No discurso no tradicional comício na Festa do Avante, na Quinta da Atalaia, Seixal, Paulo Raimundo defendeu que é “tanta a submissão” do Governo PSD/CDS aos “interesses do grande patronato, que só se poderia esperar o pior para quem trabalha”.
“E o pior aí está, num pacote laboral contra os trabalhadores”, afirmou, considerando que, das alterações à legislação laboral defendidas pelo Governo, “só sai mais exploração, ainda mais compressão dos salários, ainda mais precariedade, ainda mais horas e mais tempo de trabalho, ainda mais facilidade em despedir”.
“Não podemos, não vamos, e os trabalhadores não vão aceitar mais um recuo nas suas vidas. Estamos perante uma declaração de guerra aos trabalhadores, desde logo aos jovens e às mulheres, e, perante uma declaração de guerra, só há uma resposta possível: lutar, lutar, lutar contra o pacote laboral”, apelou, recebendo um aplauso da plateia e cânticos de “a luta continua”.

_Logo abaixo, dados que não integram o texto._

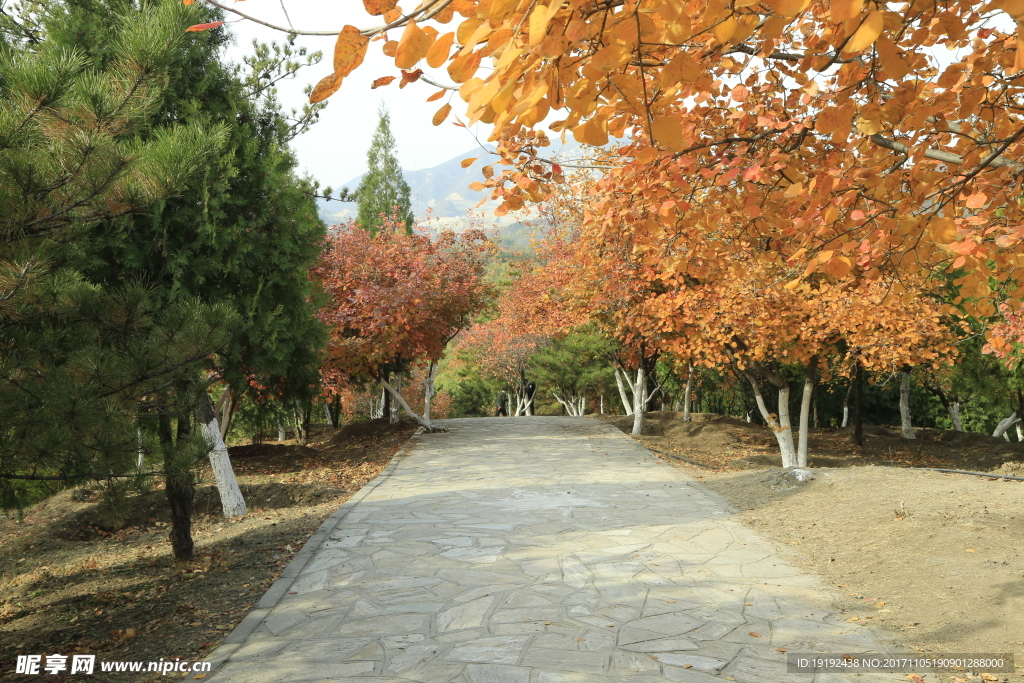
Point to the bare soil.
(72, 583)
(934, 562)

O secretário-geral do PCP frisou que, “perante apelos e ações sistemáticos que visam não só a divisão, mas também o conflito entre trabalhadores” – acusação que o partido habitualmente faz ao Chega –, quem trabalha “só pode responder de uma forma: unidade”.
“O Governo pode acordar o que quiser, com quem quiser e onde quiser, mas o seu pacote terá dos trabalhadores a resposta que se exige e pode ser derrotado nas empresas, nos locais de trabalho e na rua”, sustentou.